Por un momento, me sentí transportado a nuestra excursión a pie del año anterior. Podría haber sido uno de aquellos habitantes de las tierras altas curtidos por la intemperie a los que siempre estábamos pidiendo que nos orientaran, sólo que con pelo oscuro en lugar de claro.

– ¿Habla inglés? -pregunté como un idiota.

– Un poquiito -dijo el señor Georgescu-. Ha pasado mucho tiempo desde la última vez que tuve la oportunidad de practicarlo, pero ya volverá a mi lengua.

Hablaba de manera fluida y culta, arrastrando un poco la erre.

– Perdón -me apresuré a decir-. Tengo entendido que tiene un interés especial por Vlad III y me gustaría mucho hablar con usted. Soy historiador de la Universidad de Oxford.

Asintió.

– Me alegra saber de su interés. ¿Ha venido desde tan lejos sólo para ver su tumba?

– Bien, había confiado…

– Ah, confiado, confiado -dijo el señor Georgescu, y me dio una palmada en el hombro que no dejó de ser cordial-. Pues tendré que aplacar un poco sus esperanzas, muchacho.

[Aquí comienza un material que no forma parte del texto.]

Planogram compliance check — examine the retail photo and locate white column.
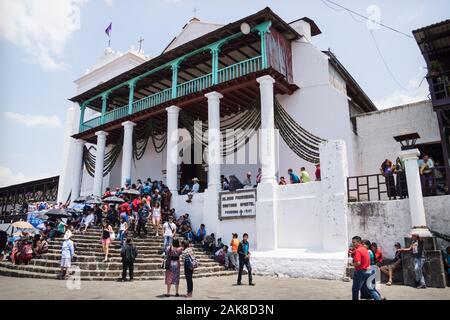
[94,131,108,196]
[256,75,276,183]
[205,91,223,191]
[400,149,431,237]
[166,106,180,195]
[121,121,136,186]
[70,139,86,202]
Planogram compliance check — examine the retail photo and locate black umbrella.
[85,195,102,204]
[73,196,87,203]
[103,196,125,203]
[45,209,72,218]
[120,189,141,196]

– El corazón me dio un vuelco. ¿Era posible que también ese hombre creyera que Vlad no estaba enterrado aquí? Decidí esperar y escuchar con atención antes de hacer más preguntas. Me estaba estudiando con aire inquisitivo, y sonrió de nuevo-. Venga, vamos a dar una paseíto.

Dio a sus ayudantes rápidas instrucciones, que al parecer eran una invitación a dejar de trabajar, porque sacudieron sus manos y se dejaron caer bajo un árbol. Apoyó su pala contra un muro medio excavado y me llamó por señas. Por mi parte, informé al barquero y

al taxista de que se habían hecho cargo de mí y di unas monedas al barquero. Se tocó el sombrero y desapareció, mientras que el taxista se sentó contra las ruinas y sacó una petaca del bolsillo.

– Muy bien. Primero daremos la vuelta al exterior. -El señor Georgescu agitó una ancha mano ante él-. ¿Conoce la historia de esta isla? ¿Un poco? Aquí había una iglesia en el siglo catorce, y el monasterio fue construido un poquito después; también en ese siglo. La primera iglesia era de madera y la segunda de piedra, pero la iglesia de piedra se hundió en el lago en 1453. Notable, ¿no le parece? Drácula llegó al poder en Valaquia por segunda vez en 1456, y tenía sus propias ideas. Creo que le gustó este monasterio porque una isla es fácil de proteger. Siempre estaba buscando sitios que pudiera fortificar contra los turcos.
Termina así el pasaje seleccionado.